Boredom through this lens isn’t the absence of activity - it’s the absence of meaningful engagement.
So, from work to your personal life, what is your boredom signalling to you?
2. Boredom as a motivational signal
Research published in journals such as Nature Human Behaviour suggests boredom functions much like hunger:
Hunger signals you need food.
Boredom signals you need meaning, novelty or challenge.
It pushes you to:
Seek new goals
Reassess direction
Change environments
Increase stimulation
It is evolutionarily adaptive, preventing stagnation. If you’re experiencing a strong sense of boredom, it’s likely not a dysfunction, but a redirection.
3. Boredom and creative breakthroughs
More than simply a signal, boredom propels new ideas.
In a popular study on boredom, creativity and cognitive processes, Sandi Mann at the University of Central Lancashire, engaged participants to complete a deliberately boring task. They copied phone numbers from a directory. Following this, those who were primed with the mundane task performed better on creative tasks than participants who weren’t preconditioned for boredom.
Boredom works more brilliantly than we might realise, because it increases:
Mind wandering
Default mode network activation
Associative thinking
This means when the brain is unstimulated externally, it begins stimulating internally. This is why some of our best ideas happen in the shower, on long walks or wi-fi free flights. Boredom creates cognitive white space - the blank canvas for new ideas to come to life.
4. The search for meaning
Research by Wijnand van Tilburg and Eric Igou shows boredom increases the desire for meaningful activities.

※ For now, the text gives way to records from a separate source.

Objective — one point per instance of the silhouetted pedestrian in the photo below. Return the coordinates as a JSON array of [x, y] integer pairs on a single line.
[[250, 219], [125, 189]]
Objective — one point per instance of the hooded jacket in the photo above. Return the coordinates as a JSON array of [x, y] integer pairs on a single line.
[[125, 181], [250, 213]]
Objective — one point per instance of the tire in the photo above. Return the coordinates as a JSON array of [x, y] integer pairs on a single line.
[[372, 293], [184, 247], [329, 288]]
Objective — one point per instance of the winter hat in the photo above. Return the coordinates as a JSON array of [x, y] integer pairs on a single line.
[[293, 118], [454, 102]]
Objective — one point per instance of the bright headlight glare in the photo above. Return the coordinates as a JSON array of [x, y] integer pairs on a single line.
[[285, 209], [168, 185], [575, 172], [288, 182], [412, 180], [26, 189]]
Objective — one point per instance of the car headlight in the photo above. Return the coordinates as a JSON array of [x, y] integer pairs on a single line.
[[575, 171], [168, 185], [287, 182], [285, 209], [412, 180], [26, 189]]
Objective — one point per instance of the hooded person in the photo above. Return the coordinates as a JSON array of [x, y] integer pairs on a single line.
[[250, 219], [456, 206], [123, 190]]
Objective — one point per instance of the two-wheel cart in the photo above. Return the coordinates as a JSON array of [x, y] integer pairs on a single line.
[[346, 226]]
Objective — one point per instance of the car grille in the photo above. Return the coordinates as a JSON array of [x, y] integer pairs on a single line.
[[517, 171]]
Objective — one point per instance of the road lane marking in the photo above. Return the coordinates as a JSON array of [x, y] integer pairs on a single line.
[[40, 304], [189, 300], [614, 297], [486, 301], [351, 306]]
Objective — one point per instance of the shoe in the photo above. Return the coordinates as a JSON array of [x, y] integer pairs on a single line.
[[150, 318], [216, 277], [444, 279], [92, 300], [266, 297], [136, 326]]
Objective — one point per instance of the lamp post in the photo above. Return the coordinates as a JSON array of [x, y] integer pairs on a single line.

In experiments, bored participants were more likely to:
Express pro-social intentions
Engage in value-driven behaviours
Seek purpose
There is a reason why we judge boredom in ourselves, and perhaps others, so harshly. Boredom creates discomfort around meaninglessness. But it’s that very discomfort that pushes you toward what feels significant.
Before I started working in personal brand coaching and consulting, I spent over a decade working for some of the most high-energy brands in the local business scene It always felt like a dream job for the first few years, until it didn’t. No matter how big and exciting the campaigns, the predictable calendars would start to feel too familiar. New projects, the ones that actually moved the needle or stimulated learning, however, brought new energy to all involved. Now, I love the stimulation of working with clients Australia-wide across diverse industries.
By ticking predictable boxes, it’s easy to feel busy without making any meaningful progress. Any boredom you might be feeling could, however, be a sign that you’re ready for a:
Career pivot
Brand reinvention
Creative expansion.
5. Boredom in action
To boost your boredom, try less:
Scrolling
Mulitasking
Schedulling
Alternatively, make space for more downtime:
Sitting in silence
Meditation
Long walks
Neuroscience research shows that during low external stimulation, the brain activates the default mode network (DMN).
The DMN is associated with:
Self-referential thinking
Identity processing
Future planning
Memory integration
Constant stimulation suppresses this network, while making space for low-stimulation downtime activates it.
Boredom reimagined
Boredom isn’t a flaw; it’s a signal. From Einstein’s daydreams to Rowling’s train-bound epiphany, some of the world’s greatest ideas have emerged not in frantic busyness, but in the quiet stretches of undirected thought. Science now confirms what these innovators knew intuitively: boredom sparks mind wandering, creative breakthroughs and the search for meaning.
So, the next time you find yourself staring at the ceiling or waiting in silence, don’t rush to fill the void. Instead, lean into it. Let your mind drift, wander and explore. That pause might just be the space where your next brilliant idea, your next career pivot, or your next bold personal reinvention begins.
Boredom isn’t nothing - it’s everything you haven’t discovered yet.